Уже почти стемнело, и мистрис Дейл не заметила, как рука Белл проскользнула под одеяло и поймала руку сестры.
– Я права на счет доктора, мама, – продолжала Лили. – Пусть Белл скажет, что это неправда. Я бы, так и быть, простила ему, что он держит меня в постели, лишь бы он заставил Белл влюбиться в него.
– Она уже вытребовала себе это право, мама, – сказала Белл, – говорить что вздумается, пока не выздоровеет.
– Я намерена всегда говорить, что мне вздумается, и намерена всегда пользоваться этим правом.
В следующее воскресенье Лили встала, но не выходила из спальни матери.

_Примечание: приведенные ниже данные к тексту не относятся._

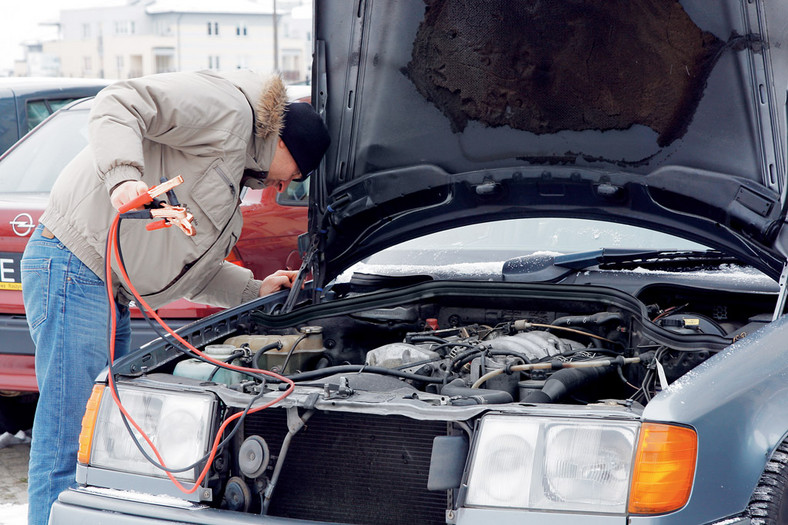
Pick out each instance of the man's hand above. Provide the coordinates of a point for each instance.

Она сидела с той полугорделивой полуцарственной осанкой, которая так идет выздоравливающим, первый раз вставшим с постели после периода слабости и зависимости, когда приехал доктор Крофтс. Там, в спальне, она скушала маленький кусочек жареной баранины и назвала свою мать скупой старухой, потому что ей не позволили скушать больше. Там она выпила полстакана портвейна, утверждая, что вино было кислое, вдвойне хуже докторской микстуры. И там же, хотя это было воскресенье, она вполне насладилась последним часом дня, читая очаровательный новый роман, который только что появился в свет, вызвав целый ряд рецензий со стороны молодой и старой читающей публики.
– Мне кажется, Белл, она поступила совершенно справедливо, приняв его предложение, – сказала Лили, закрывая книгу, потому что становилось уже темно.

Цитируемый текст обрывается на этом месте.